Nordmann Roger · Nationalrat · 2024-04-16
Nordmann Roger · Nationalrat · Waadt · Sozialdemokratische Fraktion · 2024-04-16
Wortprotokoll
Dans ce dernier bloc, il y a deux aspects saillants. Le premier est le logement. La Suisse a la chance d'être un pays attractif, dans lequel beaucoup de gens aiment vivre et travailler. C'est une immense chance, car cela limite l'impact du vieillissement et nous permet de disposer de suffisamment de main-d'oeuvre, en particulier afin de s'occuper de nos retraités. Les pays qui sont dans la situation inverse, c'est-à-dire où les jeunes s'en vont et où il ne reste que les retraités, ne sont pas à envier.
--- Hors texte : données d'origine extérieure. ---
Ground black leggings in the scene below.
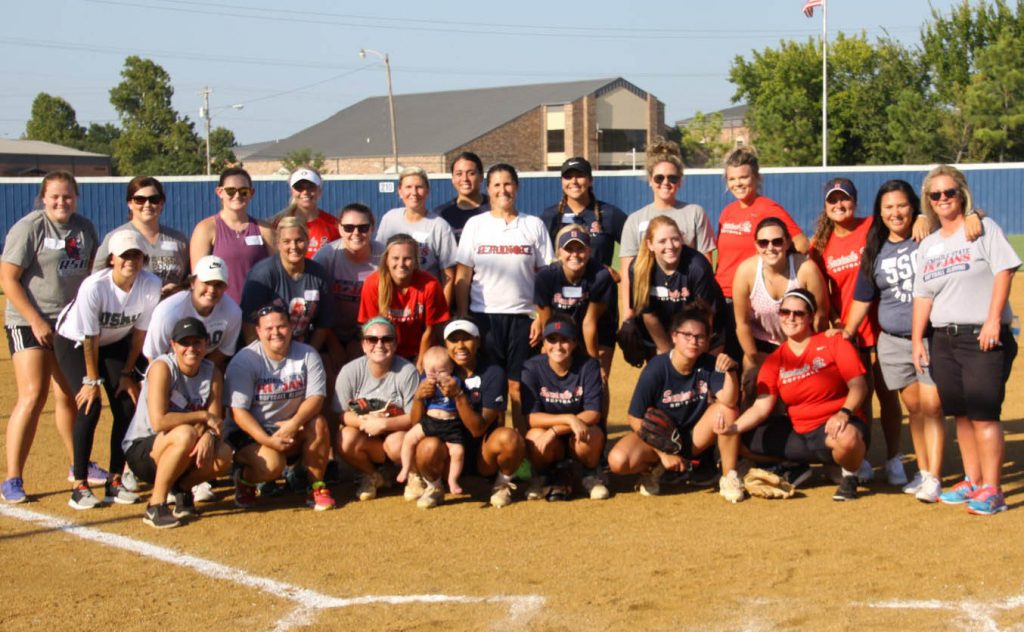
[53,334,141,480]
Ils s'appauvrissent et se dépeuplent, allant vers le déclin. Mais cette dynamique démographique, très positive, implique d'améliorer nos infrastructures et surtout de renforcer notre parc de logements, spécialement de logements à coûts abordables. C'est le sens des propositions des minorités Brizzi, à l'article 23 chiffre 99quinquies, et Wettstein à l'article 23 chiffre 99sexies, que je vous propose d'accepter.
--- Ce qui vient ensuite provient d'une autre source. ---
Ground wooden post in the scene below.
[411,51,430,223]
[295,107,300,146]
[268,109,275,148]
Le second aspect est évidemment la question du climat. On en a beaucoup parlé ces derniers jours, sous l'angle de l'objectif et de la nécessité d'agir. En ce qui concerne la nécessité d'arriver à la neutralité climatique en 2050, la situation est claire. En juin 2023, le peuple a approuvé une loi fixant cet objectif et le déclinant par secteur. Dans cette salle, il n'y a plus qu'une minorité de la minorité qui conteste l'existence du problème. Alors qu'il n'y a plus de neige en dessous de 1500 mètres pendant l'hiver et que nous venons de battre tous les records de température au cours des 18 derniers mois dans le monde, le moment de l'action est venu. La question qui se pose est de savoir comment agir et comment le faire à l'échelle du problème.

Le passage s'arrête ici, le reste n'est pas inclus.